Scale Invariant Digital Color Image Encryption Using a 3D Modular Chaotic Map

Abstract

Cryptography is one of the most important security mechanisms for the transmission of digital media on the Internet. Most proposed cryptographic image methods based on chaotic maps are dependent upon image sizes and most of them worked on square images. In this paper for tackling this problem, a scale-invariant color image encryption method in three-dimensional space is presented. At first, the two-dimensional color image is converted into three-dimensional space, in this case, the red, green, and blue color spectrums are divided into a set of gray-level square sub-images. Then, to have confusion and diffusion properties, the 3D substitution and 3D permutation operation are performed on the sub-images. In substitution operations, the pixel values of the sub-images are changed with the help of XOR and circular shift operators with appropriate keys. In permutation operation, the position of the pixels is changed using modular three-dimensional chaos mappings.

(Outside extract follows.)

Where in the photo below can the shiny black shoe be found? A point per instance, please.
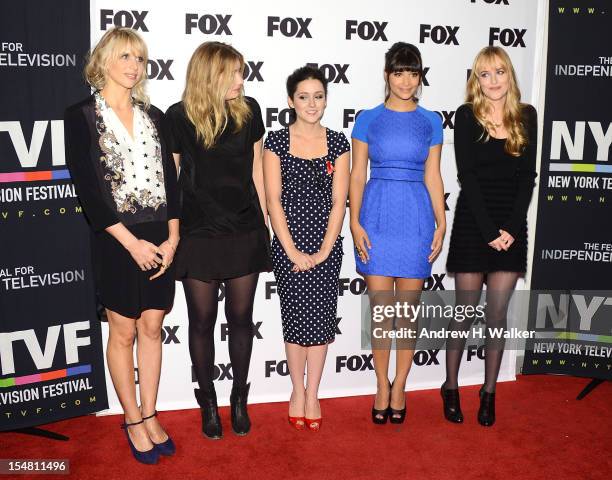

To have scale-invariant three-dimensional permutation, the sub-images are divided into one or more windows with equal size, and then 3D modular chaotic map operations are performed on each window with separate keys. Depending on the number of sub-images, there may be two last windows that have overlapping. To increase the speed of color image encryption, the steps of a 3D modular chaotic map on the windows can be implemented in parallel. The proposed approach relative to the similar color image encryption algorithms increases the key space and improves standard parameters, such as entropy, sensitivity, adjacent pixel correlations, and histogram uniformity.